Quasi stündlich warten die heimischen Handballer auf eine Entscheidung. In der Verbandsliga gingen Schwelm und Gevelsberg zunächst davon aus, dass ihre Auswärtsbegegnungen stattfinden. Doch am Donnerstagnachmittag das Aus: Der Westfälische Handball-Verband sagt alle Spiele ab. Unterbrechung bis zum 19. April, die Jugend habe sofort den Liga-Betrieb einzustellen. „Ich kann die Entscheidung nachvollziehen. Die aktuelle Situation betrifft alle Bereiche des Lebens, auch den Sport. Da braucht es ein konsequentes Handeln. Das haben wir nun“, sagt RE-Trainer Henning Becker.
Im Fußball sagt der Kreis am Donnerstagnachmittag alle Jugendspiele ab. Bis zu den Osterferien.

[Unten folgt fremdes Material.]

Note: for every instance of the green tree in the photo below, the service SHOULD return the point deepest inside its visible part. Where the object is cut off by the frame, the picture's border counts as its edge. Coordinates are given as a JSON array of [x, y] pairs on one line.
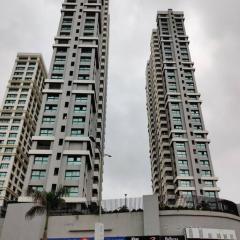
[[44, 203]]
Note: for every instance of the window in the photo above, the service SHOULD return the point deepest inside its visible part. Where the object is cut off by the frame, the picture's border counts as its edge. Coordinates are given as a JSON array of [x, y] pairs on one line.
[[81, 98], [210, 194], [73, 160], [187, 193], [11, 95], [83, 77], [14, 128], [10, 101], [176, 112], [204, 162], [21, 102], [206, 173], [11, 142], [77, 132], [12, 135], [38, 188], [72, 191], [185, 183], [46, 132], [202, 153], [52, 97], [50, 108], [78, 120], [181, 154], [85, 59], [56, 171], [38, 174], [8, 150], [72, 175], [48, 119], [177, 120], [201, 145], [4, 165], [2, 134], [84, 68], [209, 183], [60, 59], [184, 173], [6, 158], [182, 163], [3, 174], [16, 120], [180, 145], [41, 160], [80, 109]]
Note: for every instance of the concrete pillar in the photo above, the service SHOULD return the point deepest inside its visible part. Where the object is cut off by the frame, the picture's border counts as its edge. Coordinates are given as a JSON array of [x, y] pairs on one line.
[[151, 215]]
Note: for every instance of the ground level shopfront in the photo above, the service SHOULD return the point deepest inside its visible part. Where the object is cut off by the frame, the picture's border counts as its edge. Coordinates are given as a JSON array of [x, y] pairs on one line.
[[149, 224]]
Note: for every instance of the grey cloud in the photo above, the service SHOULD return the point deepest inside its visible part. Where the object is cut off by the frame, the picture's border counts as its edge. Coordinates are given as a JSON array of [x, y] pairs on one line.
[[215, 45]]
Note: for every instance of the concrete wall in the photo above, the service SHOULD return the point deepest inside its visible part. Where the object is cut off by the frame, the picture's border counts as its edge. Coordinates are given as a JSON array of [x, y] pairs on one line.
[[1, 225], [16, 227], [149, 222], [118, 224]]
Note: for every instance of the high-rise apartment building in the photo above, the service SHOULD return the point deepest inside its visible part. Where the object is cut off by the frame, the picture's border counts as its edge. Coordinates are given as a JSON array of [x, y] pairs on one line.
[[18, 119], [179, 148], [68, 146]]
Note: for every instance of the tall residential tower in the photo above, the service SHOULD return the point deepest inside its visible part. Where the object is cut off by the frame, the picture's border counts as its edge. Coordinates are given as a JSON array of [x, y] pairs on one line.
[[179, 148], [18, 119], [68, 145]]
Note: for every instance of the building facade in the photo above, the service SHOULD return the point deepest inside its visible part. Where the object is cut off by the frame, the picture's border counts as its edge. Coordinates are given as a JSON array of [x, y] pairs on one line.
[[18, 119], [179, 148], [68, 145], [147, 224]]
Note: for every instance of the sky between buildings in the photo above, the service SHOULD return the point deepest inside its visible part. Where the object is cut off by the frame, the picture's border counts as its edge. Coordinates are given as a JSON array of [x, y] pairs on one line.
[[214, 33]]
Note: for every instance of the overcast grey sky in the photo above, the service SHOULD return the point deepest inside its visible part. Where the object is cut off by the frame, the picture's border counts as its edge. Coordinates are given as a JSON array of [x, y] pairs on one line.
[[213, 28]]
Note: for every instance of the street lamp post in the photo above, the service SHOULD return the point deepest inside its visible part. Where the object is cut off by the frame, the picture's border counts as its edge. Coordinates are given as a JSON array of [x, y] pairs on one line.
[[99, 227]]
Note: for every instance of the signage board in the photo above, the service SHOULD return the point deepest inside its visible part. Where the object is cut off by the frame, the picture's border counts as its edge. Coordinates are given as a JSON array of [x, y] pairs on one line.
[[100, 237]]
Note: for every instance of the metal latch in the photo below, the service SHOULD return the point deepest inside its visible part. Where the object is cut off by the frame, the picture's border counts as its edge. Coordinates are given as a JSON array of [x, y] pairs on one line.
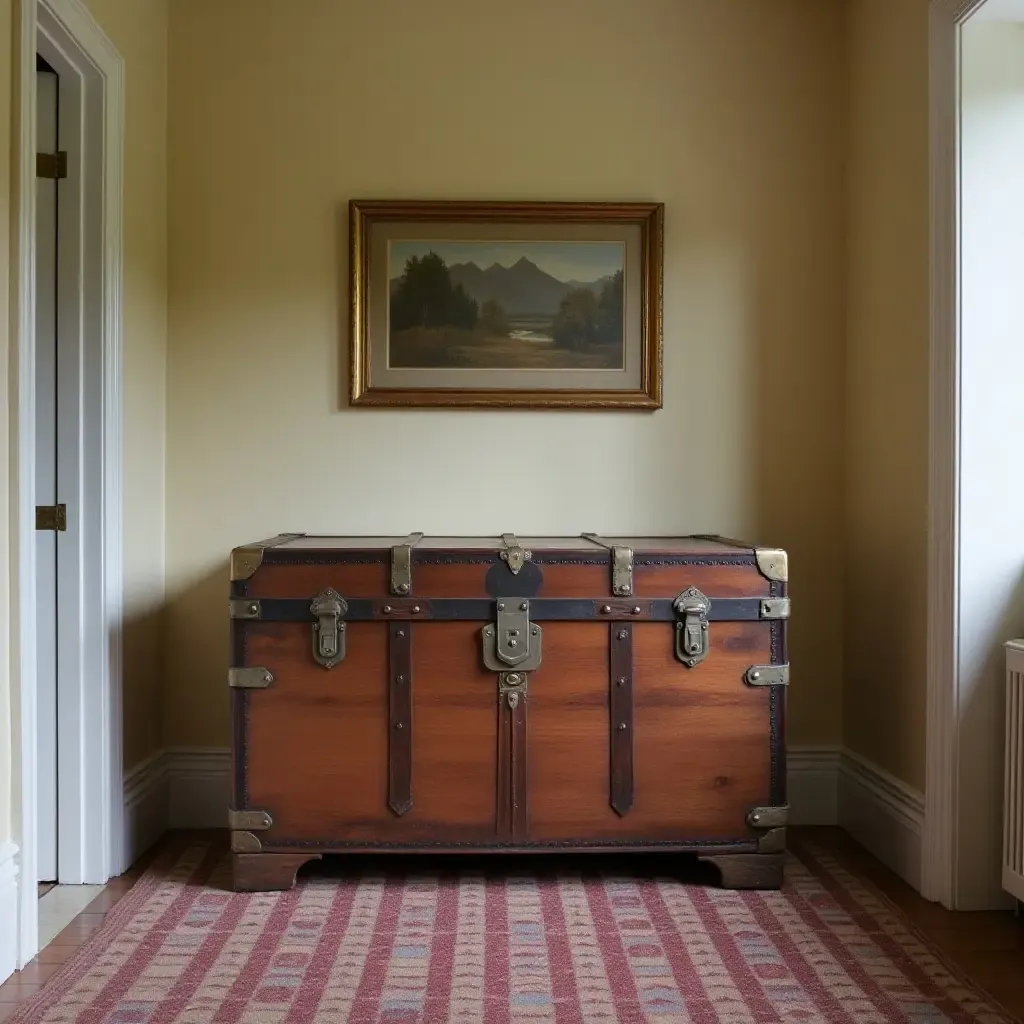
[[767, 675], [401, 564], [329, 633], [511, 687], [51, 517], [514, 641], [775, 607], [249, 679], [691, 631], [514, 553]]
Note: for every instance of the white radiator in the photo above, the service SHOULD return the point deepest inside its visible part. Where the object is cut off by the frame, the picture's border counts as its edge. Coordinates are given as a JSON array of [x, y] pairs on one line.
[[1013, 808]]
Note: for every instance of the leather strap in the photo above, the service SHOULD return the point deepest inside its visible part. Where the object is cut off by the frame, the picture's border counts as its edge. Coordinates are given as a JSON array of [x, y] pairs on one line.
[[621, 712], [512, 819], [400, 716]]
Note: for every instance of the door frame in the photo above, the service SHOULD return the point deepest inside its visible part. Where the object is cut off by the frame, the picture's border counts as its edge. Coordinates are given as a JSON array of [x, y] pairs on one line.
[[946, 845], [89, 729]]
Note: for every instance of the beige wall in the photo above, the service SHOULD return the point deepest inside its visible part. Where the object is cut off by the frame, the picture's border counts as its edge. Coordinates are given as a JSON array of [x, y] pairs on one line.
[[138, 30], [729, 113], [887, 372]]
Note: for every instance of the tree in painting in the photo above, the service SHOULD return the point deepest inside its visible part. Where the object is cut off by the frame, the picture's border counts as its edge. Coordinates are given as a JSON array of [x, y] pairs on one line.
[[472, 312]]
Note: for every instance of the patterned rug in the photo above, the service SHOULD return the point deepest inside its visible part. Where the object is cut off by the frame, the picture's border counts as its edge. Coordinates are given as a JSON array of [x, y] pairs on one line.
[[503, 942]]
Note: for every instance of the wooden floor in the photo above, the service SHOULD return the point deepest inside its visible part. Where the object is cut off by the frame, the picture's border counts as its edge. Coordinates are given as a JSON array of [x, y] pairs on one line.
[[987, 946]]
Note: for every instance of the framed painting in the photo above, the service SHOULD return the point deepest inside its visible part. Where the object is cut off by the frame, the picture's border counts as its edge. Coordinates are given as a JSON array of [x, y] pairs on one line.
[[506, 304]]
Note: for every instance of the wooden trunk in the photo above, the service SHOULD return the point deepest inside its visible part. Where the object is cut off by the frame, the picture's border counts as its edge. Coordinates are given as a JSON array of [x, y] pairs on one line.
[[502, 694]]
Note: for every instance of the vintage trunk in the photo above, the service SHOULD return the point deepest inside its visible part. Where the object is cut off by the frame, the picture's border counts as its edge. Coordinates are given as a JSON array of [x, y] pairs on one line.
[[499, 694]]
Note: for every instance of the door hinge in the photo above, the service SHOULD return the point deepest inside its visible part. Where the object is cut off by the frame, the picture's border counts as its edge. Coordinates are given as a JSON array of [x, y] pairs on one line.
[[51, 165], [51, 517]]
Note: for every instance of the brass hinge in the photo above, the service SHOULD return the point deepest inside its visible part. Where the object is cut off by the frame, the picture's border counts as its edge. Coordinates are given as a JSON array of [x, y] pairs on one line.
[[513, 553], [767, 675], [249, 679], [622, 564], [401, 564], [51, 517], [51, 165], [249, 820]]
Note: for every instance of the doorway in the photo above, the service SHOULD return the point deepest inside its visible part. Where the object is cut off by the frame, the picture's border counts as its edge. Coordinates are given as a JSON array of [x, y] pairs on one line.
[[67, 409]]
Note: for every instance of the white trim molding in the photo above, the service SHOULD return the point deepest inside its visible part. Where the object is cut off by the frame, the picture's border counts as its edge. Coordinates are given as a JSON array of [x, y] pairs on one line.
[[940, 869], [883, 814], [90, 740], [8, 910], [190, 786], [812, 783]]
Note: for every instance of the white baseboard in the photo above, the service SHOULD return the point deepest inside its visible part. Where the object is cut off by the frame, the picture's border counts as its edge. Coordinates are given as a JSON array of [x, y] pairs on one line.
[[145, 805], [8, 910], [189, 787], [200, 779], [194, 783], [882, 813], [812, 783]]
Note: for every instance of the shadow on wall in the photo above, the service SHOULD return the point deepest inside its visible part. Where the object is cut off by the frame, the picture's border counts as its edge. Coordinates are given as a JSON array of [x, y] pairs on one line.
[[196, 622], [143, 676]]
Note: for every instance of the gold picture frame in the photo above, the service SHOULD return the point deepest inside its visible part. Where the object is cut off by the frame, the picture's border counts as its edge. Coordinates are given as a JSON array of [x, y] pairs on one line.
[[467, 304]]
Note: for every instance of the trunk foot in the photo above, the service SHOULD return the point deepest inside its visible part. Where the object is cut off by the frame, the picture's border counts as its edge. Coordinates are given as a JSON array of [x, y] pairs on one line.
[[261, 872], [749, 870]]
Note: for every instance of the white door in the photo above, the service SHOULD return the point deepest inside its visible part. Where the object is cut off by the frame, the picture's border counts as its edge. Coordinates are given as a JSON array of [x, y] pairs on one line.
[[46, 473]]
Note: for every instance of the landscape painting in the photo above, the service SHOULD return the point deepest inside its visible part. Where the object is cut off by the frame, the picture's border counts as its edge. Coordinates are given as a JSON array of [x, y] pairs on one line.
[[461, 303], [537, 305]]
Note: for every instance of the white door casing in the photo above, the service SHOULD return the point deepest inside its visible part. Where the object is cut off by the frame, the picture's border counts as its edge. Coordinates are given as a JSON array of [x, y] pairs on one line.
[[46, 479], [90, 804]]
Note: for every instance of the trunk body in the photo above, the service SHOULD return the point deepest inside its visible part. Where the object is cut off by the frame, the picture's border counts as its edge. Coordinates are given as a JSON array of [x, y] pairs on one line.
[[501, 693]]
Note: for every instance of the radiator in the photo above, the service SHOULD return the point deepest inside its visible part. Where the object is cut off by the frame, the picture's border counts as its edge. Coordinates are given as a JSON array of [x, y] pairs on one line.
[[1013, 807]]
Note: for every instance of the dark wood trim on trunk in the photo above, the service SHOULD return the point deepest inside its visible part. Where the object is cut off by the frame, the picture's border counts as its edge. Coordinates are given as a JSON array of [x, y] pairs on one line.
[[287, 609], [621, 715], [400, 716]]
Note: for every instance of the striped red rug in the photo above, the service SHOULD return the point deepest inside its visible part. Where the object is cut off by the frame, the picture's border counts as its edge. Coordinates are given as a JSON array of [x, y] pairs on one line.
[[480, 947]]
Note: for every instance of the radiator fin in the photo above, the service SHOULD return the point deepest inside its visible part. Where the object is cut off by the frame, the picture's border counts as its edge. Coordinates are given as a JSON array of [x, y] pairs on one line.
[[1013, 809]]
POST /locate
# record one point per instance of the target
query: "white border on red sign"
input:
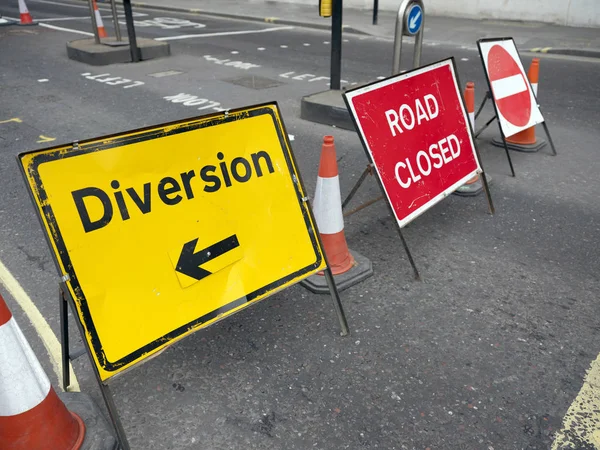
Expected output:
(508, 128)
(354, 93)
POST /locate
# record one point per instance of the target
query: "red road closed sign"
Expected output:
(415, 128)
(516, 105)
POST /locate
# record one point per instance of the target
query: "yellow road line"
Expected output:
(581, 424)
(45, 139)
(39, 323)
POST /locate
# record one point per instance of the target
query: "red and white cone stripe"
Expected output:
(24, 12)
(32, 416)
(327, 205)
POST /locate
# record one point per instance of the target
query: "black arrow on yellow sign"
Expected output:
(189, 261)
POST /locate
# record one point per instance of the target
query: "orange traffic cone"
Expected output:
(473, 186)
(327, 207)
(526, 141)
(99, 23)
(348, 267)
(32, 416)
(25, 16)
(527, 137)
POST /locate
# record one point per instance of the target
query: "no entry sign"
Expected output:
(515, 103)
(415, 128)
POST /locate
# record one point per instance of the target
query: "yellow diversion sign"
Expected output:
(165, 230)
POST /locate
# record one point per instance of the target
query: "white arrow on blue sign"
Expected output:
(414, 19)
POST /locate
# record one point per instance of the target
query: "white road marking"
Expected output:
(54, 27)
(225, 33)
(61, 19)
(42, 328)
(505, 87)
(68, 4)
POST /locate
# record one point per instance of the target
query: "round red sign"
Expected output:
(509, 86)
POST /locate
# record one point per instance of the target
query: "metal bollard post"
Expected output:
(94, 23)
(113, 6)
(410, 21)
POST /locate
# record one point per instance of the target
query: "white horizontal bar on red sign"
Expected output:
(505, 87)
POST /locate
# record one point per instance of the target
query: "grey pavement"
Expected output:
(438, 30)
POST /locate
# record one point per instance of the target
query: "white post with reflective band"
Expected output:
(23, 382)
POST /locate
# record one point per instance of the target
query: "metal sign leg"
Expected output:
(407, 250)
(487, 96)
(549, 138)
(512, 170)
(64, 338)
(487, 193)
(337, 302)
(65, 297)
(487, 124)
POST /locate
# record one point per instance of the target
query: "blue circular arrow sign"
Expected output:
(414, 19)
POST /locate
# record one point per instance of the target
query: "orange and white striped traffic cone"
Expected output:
(473, 186)
(526, 141)
(32, 416)
(526, 138)
(99, 23)
(348, 267)
(25, 16)
(327, 208)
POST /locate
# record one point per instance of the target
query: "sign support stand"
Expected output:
(337, 302)
(488, 96)
(66, 300)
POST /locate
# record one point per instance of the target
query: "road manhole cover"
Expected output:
(254, 82)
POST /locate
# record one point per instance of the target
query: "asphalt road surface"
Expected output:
(487, 352)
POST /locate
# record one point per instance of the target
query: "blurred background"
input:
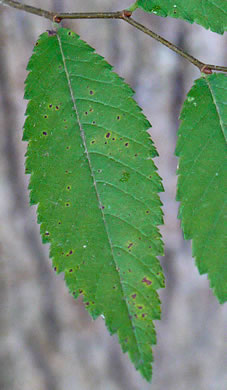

Derweil rollt der Ball beim SC Obersprockhövel nicht mehr. Zwei Mitglieder sind positiv. Kein Training, kein Spiel – als Vorsichtsmaßnahme. In der Landesliga hätte der SCO den SV Brilon empfangen. Das Vorspiel hätte die Kreisliga-Reserve gegen Rüggeberg bestritten.
Freitag, 13. März
Jetzt rollt der Fußball endgültig im heimischen Kreis und darüber hinaus nicht mehr. Der Fußball- und Leichtathletikverband Westfalen (FLVW) hat die Aussetzung aller Spiele vorläufig bis zum 19. April beschlossen. Bei vielen Vereinen ruht auch das Training. Wie beim Oberligisten TuS Ennepetal. „Wir wären vollkommen bescheuert, wenn wir jetzt noch ein Mannschaftstraining durchführen würden. Das wird auf keinen Fall passieren“, erklärt der Sportliche Leiter Thomas Riedel.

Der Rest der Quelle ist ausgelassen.